Der Stil der Band Leprous ist ständig in Bewegung. Anfangs klangen die Norweger noch wie eine Art Death Metal-Porcupine Tree, aber der Death Metal ist inzwischen aus ihrem Sound verschwunden. Steven Wilson hört man dagegen bei Leprous noch immer heraus. Auf ihrem neuen Album "Pitfalls" ist Sprung besonders groß geraten. Zu groß?

Von Kai Löffler | 03.11.2019
Fünf Männer stehen vor einer dunklen Wand und schauen in die Kamera.
Bei Leprous klingt jede Platte anders (Will Ireland )
Musik: "Below"
Während die Band ihre Rock-Wurzeln zwar nicht vernachlässigt, ist "Pitfalls" ein überraschend elektronisches und atmosphärisches Album, voll ungewöhnlicher Rhythmen und Arrangements.

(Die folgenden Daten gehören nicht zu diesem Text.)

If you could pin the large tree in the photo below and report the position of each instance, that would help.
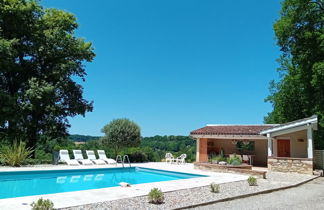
(300, 91)
(41, 60)
(121, 133)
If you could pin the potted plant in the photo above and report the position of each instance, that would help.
(56, 154)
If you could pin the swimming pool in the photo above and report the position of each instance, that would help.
(27, 183)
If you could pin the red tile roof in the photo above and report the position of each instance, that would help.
(231, 130)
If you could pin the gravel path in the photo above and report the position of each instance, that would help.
(193, 196)
(307, 196)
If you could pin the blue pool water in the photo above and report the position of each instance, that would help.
(26, 183)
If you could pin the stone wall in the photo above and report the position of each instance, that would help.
(294, 165)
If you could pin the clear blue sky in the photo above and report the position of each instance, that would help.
(175, 65)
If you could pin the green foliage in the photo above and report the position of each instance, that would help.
(15, 154)
(40, 61)
(156, 196)
(82, 138)
(300, 90)
(42, 204)
(234, 161)
(214, 187)
(252, 181)
(121, 133)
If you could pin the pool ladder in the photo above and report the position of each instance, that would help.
(122, 160)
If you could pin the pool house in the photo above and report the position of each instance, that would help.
(285, 147)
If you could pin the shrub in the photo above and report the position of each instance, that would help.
(252, 181)
(234, 161)
(214, 187)
(42, 204)
(156, 196)
(220, 158)
(15, 154)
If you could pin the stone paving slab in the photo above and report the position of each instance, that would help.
(67, 199)
(182, 199)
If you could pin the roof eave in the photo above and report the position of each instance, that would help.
(311, 120)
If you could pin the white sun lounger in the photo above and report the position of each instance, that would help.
(79, 157)
(102, 156)
(169, 158)
(64, 157)
(181, 159)
(91, 155)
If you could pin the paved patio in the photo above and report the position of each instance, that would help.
(113, 193)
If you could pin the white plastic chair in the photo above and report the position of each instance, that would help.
(169, 158)
(91, 155)
(64, 157)
(102, 156)
(79, 157)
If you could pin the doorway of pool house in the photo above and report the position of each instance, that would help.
(283, 148)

Das erinnert zu gleichen Teilen an Depeche Modes "Violator" und Radioheads "Kid A" und klingt dabei trotzdem unverwechselbar nach Leprous - vor allem dank der prägnanten Stimme von Einar Solberg. Diese Stimme trägt auch den Song "Alleviate", eine Artpop-Powerballade, die in weniger virtuosen Händen leicht kitschig geraten wäre. Bei Leprous dagegen klingt die Musik frisch, emotional und kein bisschen aufgesetzt.
Musik: "Alleviate"
Einar Solberg beschreibt die Arbeit am Album als emotionale Erfahrung, als Therapie. Für ihn, sagt er, war "Pitfalls" ein Weg aus der Depression. Gleichzeitig musste er lernen, kreativ loszulassen: Das Epos "Distant Bells" stammt anders als alle bisherigen Songs der Band nicht aus seiner Feder, sondern von Bassist Simen Børven
Fünf Männer stehen vor einer hellen Wand und schauen in die Kamera.
Die Musik setzt auf Stimmungen und Gitarren-Riffs (Will Ireland )
Musik: "Distant Bells"
Der Song klingt anfangs entspannt und jazzig und mündet schließlich in einem bombastischen Crescendo. "Distant Bells" zeichnet sich durch seine angestaute Energie aus - wie eine wilde Bulldogge, die erst am Ende des Songs von der Kette gelassen wird. Genau so funktioniert das Album auch auf der Makro-Ebene - erst mit dem letzten Track lässt Leprous die sprichwörtliche Sau raus. "The Sky is Red" ist ein ausuferndes Industrial-Prog-Epos, mit langen Instrumentalpassagen und epischen Chören, die die Carmina Burana klingen lassen wie ein Blockflöten-Ständchen.
Musik: "The Sky is Red"
Überhaupt ist "Pitfalls" ein durchstrukturiertes und diszipliniertes Album. Die Songs sind größtenteils kurz - zumindest für Prog-Verhältnisse - fünf Minuten im Schnitt, und wenig verspielt. Gleichzeitig legt die Band stilistisch eine "anything goes"-Attitüde an den Tag - ob Ambient, Disco oder Stadion-Rock: Wenn der Song es zulässt, wird es gespielt.
Musik: "Foreigner"
Ein effektiver Kontrapunkt zu den prominenten elektronischen Elementen von "Pitfalls" sind die häufig eingesetzten Streicher; mal als bombastischer Klangteppich, wie im Finale von "Distant Bells" mal als ein Cello oder eine Geige, die ein ausdrucksvolles Solo spielt.
Musik: "At the Bottom"
Zwischen all den Keyboards, Streichern und programmiertem Schlagzeug schafft es die Band - gegen jede Wahrscheinlichkeit - auch instrumental zu glänzen. Die fünf Musiker, allen voran Ausnahme-Schlagzeuger Baard Kolstad, müssen nichts beweisen, und drängen sich deshalb nicht ständig in den Vordergrund - dafür spielen sie umso geschmackvoller. Das Album ist mehr als nur eine logische nächste Stufe in der Entwicklung von Leprous. "Zwei Schritte nach vorne und einen zurück" heißt es immer, aber im Fall von "Pitfalls" sind es eher fünf Schritte nach vorne. Ob die in die richtige Richtung gehen, mag im Auge des Betrachters liegen, aber auf jeden Fall sind Leprous eine der seltenen Bands - wie Rush oder Radiohead - die sich nicht auf ihrem Sound ausruhen, sondern stilistisch immer in Bewegung bleiben. Auf dem neuen Album geht es der Band weniger um Virtuosität als um emotionale Durchschlagskraft in geschmackvoller musikalischer Verpackung. Und in dieser Hinsicht ist "Pitfalls" eine ziemliche Abrissbirne.